“Legitimate rape.” With these two words, Republican Congressman Todd Akin stirred up a storm of controversy, provoking a fresh round of public debate over just how backwards the Republican Party is on issues of women’s equality. The term “War on Women” was bandied about in the following months, as Democrats and Republicans alike jockeyed to position themselves for the 2012 presidential and congressional elections.
However, there is nothing particularly new about this War on Women. On the contrary, the United States has a long history of political efforts to deny and limit women’s rights. Since the 19th century, there have been concerted campaigns to infringe on women’s rights, pushed aside only with great effort by the various stages of the women’s movements, then followed by renewed attempts to unravel or at least limit the importance of any gains made in these struggles for equality. Akin’s comments, and the strong responses they elicited, set the stage for the newest round of battles over women’s bodies, their rights and places of work, and indeed the broader issue of personhood in America.

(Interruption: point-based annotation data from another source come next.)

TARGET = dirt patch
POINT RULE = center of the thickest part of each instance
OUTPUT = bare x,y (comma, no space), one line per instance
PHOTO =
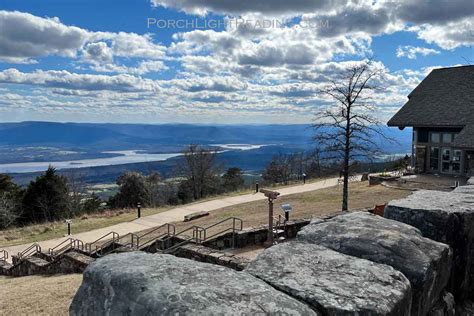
38,295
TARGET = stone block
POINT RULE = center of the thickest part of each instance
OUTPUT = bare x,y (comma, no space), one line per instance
446,217
167,285
426,263
333,283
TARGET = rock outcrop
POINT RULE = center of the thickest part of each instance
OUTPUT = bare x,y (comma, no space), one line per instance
447,217
333,283
465,189
426,263
137,283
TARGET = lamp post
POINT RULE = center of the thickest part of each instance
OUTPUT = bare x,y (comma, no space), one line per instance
68,222
286,209
271,195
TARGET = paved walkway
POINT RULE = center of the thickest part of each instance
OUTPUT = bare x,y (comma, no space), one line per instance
175,215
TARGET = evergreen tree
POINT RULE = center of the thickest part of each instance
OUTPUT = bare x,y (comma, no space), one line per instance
46,198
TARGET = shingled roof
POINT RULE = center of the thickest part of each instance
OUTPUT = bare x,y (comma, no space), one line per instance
465,139
445,98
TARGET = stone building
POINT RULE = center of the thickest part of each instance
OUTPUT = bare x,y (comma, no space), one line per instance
441,111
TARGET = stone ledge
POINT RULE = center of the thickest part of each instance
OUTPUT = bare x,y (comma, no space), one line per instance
209,255
426,263
446,217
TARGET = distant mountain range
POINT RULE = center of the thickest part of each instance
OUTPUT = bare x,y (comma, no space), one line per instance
125,136
29,142
136,136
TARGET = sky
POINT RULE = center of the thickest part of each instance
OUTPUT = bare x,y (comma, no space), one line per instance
216,61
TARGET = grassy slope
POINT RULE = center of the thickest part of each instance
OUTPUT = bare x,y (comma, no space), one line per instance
17,294
39,232
38,295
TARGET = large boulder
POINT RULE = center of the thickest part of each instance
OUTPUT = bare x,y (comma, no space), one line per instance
137,283
446,217
333,283
426,263
465,189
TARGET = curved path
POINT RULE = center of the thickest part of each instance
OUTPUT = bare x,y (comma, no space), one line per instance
175,215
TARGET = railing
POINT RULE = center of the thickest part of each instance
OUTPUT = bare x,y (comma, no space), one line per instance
171,231
279,222
132,243
113,236
3,255
28,252
67,244
234,228
197,231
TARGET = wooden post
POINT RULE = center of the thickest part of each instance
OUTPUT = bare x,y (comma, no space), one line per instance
270,222
271,195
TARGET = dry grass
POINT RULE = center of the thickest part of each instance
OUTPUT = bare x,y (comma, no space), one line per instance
39,232
38,295
305,205
52,295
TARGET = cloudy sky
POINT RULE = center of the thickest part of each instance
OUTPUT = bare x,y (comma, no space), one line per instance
215,61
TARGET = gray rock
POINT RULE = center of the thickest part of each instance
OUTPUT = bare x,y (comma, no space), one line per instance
445,306
465,308
446,217
426,263
465,189
137,283
333,283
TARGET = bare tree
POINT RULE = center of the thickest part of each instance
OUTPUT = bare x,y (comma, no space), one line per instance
8,210
200,170
76,193
347,130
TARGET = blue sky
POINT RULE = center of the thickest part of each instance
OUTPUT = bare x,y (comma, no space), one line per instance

Personhood? It is a curious and yet profoundly important issue in the War on Women. What does it mean to be a person in America? If freed slaves were once considered to be three-fifth of a person, how much of a person is a woman in today’s society? What if she decides to get an abortion? And while we’re at it, how much of a person is a corporation? As the Supreme Court would have it, it seems its value may be measured by the dollars it can spend on elections. For whom, in this context, does the American government work?

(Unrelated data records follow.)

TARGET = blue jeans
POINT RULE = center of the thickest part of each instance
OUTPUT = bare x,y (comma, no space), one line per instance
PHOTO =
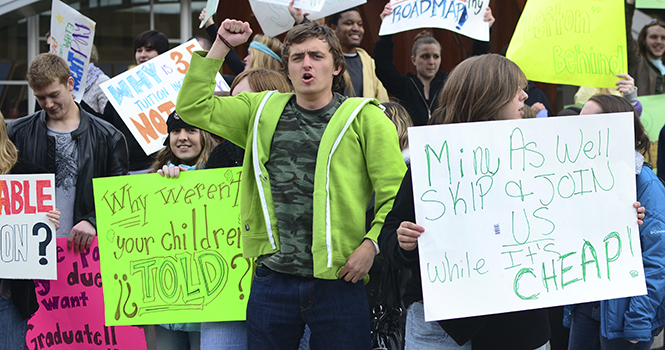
585,332
224,335
280,305
12,326
421,335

In sweeping fashion, Laura Flanders, journalist at Grit TV and author of “The Tea Party” (2010) and “Bush’s War on Women” (2005), takes the reader through the long history of struggle over women’s rights. She emerges with a devastating critique of the Republicans as a party of white men dedicated to the suppression of women in favor of an old-fashioned conception of patriarchal values. The war she chronicles is not about “one election, one candidate or one gender,” but rather “the composition of the American state and the commitments of its government.”
The War on Women is not just an election-year topic, and it is not only women who find themselves under attack, but rather all who are concerned that human rights guarantees advance and never harken back to the darkness of our past—even if a powerful minority paints this past with broad brushstrokes of nostalgia.